Further developments in SDLT

Further developments in SDLT


Author: Niall Murphy

We have previously reported on earlier court decisions considering certain aspects of the SDLT legislation.

Since then a number of further decisions have been issued. The first two: The Pollen Estate Trustee Company v HMRC and HMRC v DV3 RS Limited Partnership are decisions of the Court of Appeal, and the final one, Project Blue Limited v HMRC that of the First-Tier Tribunal.

The Pollen Estate Case

This case concerns the availability of relief from SDLT where the purchaser is a charity.

In this case the charity was a joint purchaser with a non-charity. In the Upper Tribunal it was held that as a non-charity had an interest in the property the charity was not entitled to relief on its share of the purchase. This was on the technical basis that for the relief to be available the purchaser had to be a charity. As there were two purchasers; one a charity and one a non-charity and because they were each buying an undivided equitable share in the property, the relief could not apply.

The Court of Appeal, taking the view that the policy of the legislation was to grant charities relief from SDLT where the requisite conditions were satisfied, took the view that the exemption should apply to that proportion of the beneficial interest that is attributable to the undivided share held by the charity for qualifying charitable purposes.

This would seem to be a sensible result in the circumstances. It also has the benefit of meaning that where charities are acquiring property with a non-charity, it is not necessary to divide up the transaction artificially into two separate transactions so that the charity can claim relief on its proportion.

As a result of this decision HMRC has invited affected charities to submit claims for overpaid SDLT.

The DV3 Case

This case considered the availability of sub-sale relief in the context of a company entering into a contract to acquire a property and, on completion, transferring the property to a partnership in which it owned virtually the entire economic interest. This is one of a number of well-known SDLT planning structures which are now coming to court.

The result of the above arrangement as argued by the taxpayer was that, with the combination of sub-sale relief and the special rules applying to partnerships, there was little or no SDLT on the acquisition of the property.
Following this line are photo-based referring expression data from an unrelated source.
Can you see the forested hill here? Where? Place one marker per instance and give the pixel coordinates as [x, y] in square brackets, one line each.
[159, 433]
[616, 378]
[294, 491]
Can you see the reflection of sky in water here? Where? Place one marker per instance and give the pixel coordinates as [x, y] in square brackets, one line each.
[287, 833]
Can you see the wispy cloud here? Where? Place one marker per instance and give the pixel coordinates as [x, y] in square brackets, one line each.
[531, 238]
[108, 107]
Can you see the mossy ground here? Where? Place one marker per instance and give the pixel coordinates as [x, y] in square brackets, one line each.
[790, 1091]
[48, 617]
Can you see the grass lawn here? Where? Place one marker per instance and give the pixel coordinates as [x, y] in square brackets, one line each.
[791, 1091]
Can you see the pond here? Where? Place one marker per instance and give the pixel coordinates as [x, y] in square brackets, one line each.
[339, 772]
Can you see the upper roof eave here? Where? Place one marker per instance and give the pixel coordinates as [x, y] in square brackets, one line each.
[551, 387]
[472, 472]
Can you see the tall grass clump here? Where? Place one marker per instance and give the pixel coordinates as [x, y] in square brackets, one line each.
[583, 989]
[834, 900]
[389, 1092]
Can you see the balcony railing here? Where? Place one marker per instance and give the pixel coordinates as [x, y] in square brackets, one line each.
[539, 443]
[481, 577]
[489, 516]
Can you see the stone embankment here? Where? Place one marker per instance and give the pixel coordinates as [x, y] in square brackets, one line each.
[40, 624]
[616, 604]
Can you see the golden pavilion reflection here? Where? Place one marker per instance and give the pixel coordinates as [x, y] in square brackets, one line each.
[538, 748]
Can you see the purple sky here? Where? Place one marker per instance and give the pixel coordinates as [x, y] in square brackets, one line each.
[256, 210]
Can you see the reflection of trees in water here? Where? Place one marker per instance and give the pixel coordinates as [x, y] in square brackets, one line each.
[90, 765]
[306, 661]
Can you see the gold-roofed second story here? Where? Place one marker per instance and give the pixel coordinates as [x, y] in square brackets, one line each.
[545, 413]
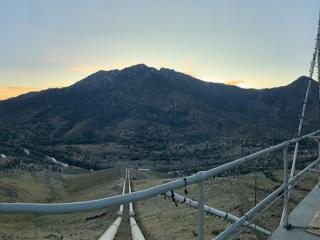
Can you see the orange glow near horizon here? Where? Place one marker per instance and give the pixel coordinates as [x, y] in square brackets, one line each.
[13, 91]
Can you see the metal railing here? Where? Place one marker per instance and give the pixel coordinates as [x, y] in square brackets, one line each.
[166, 188]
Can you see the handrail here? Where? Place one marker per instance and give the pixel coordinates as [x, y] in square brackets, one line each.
[214, 211]
[260, 206]
[85, 206]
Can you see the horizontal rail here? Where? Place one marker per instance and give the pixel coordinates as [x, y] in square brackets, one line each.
[85, 206]
[260, 206]
[214, 211]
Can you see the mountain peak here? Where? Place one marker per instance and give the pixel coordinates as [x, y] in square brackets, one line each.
[139, 68]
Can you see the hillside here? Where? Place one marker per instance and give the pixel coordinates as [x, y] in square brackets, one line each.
[158, 116]
[159, 218]
[142, 102]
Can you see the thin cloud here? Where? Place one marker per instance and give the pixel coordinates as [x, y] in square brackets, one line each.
[234, 82]
[85, 69]
[13, 91]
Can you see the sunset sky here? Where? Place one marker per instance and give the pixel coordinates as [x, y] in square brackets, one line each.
[250, 43]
This structure was implemented before the mini anti-avoidance provision involving SDLT was enacted (see Project Blue below).

The Court of Appeal broadly adopted the analysis put forward by the Revenue. Its analysis was that, because the deeming provisions in the sub-sale legislation provided that the original contract between the vendor and the immediate purchaser (the purchasing company) was ignored for SDLT purposes, this meant that the purchasing company had no land interest which it could transfer to the partnership (thus availing itself of the special partnership rules).

For SDLT purposes the original vendor was treated as selling the land to the partnership, with the result that SDLT is payable by the partnership on the acquisition of the property.

This is yet another victory for the Revenue in its fight against so-called "abusive" SDLT schemes.

The Project Blue Case

This is the first time a court has considered the mini SDLT anti-avoidance provisions contained in s75A Finance Act 2003. This involved a complex series of steps, the intention of which was to avoid SDLT on the sale of Chelsea Barracks by the MOD to a Jersey resident company, Project Blue Limited (PBL) by using a combination of the sub-sale and alternative finance reliefs of the SDLT legislation.

Section 75A is widely drafted and applies where:

  • one person (V) disposes of a chargeable interest and another person (P) acquires it or a chargeable interest deriving from it;

  • a number of transactions, including the disposal and acquisition, are involved in connection with the disposal and acquisition (scheme transactions); and

  • the SDLT payable in respect of the scheme transactions is less than the amount that would be payable on a notional transaction whereby P acquired V's chargeable interest

The Tribunal concluded that the MOD was V and PBL was P. It held that P must be a person who has avoided SDLT; this put a significant limitation on the power of HMRC so that HMRC cannot arbitrarily decide who is P.

In addition, the Tribunal made the following points:

  • for a step to be involved in connection with the transaction there had to be some form of participation in the steps taken and it requires more than simply being a party in a chain of transactions

  • in the Tribunal's view, section 75A does not require a tax avoidance motive to apply and disclosure under the tax avoidance disclosure rules was evidence of a tax avoidance motive

    Under the legislation the higher of the amounts given or received by the vendor or purchaser is taken to be the chargeable consideration for SDLT purposes.

The net result is that the purchaser ended up paying another £11.2m in SDLT than if it had not implemented any tax planning in the first place.


Now that the Revenue has turned its resources to combating SDLT avoidance it is becoming an increasingly hazardous undertaking for a tax-payer to participate in these sorts of schemes.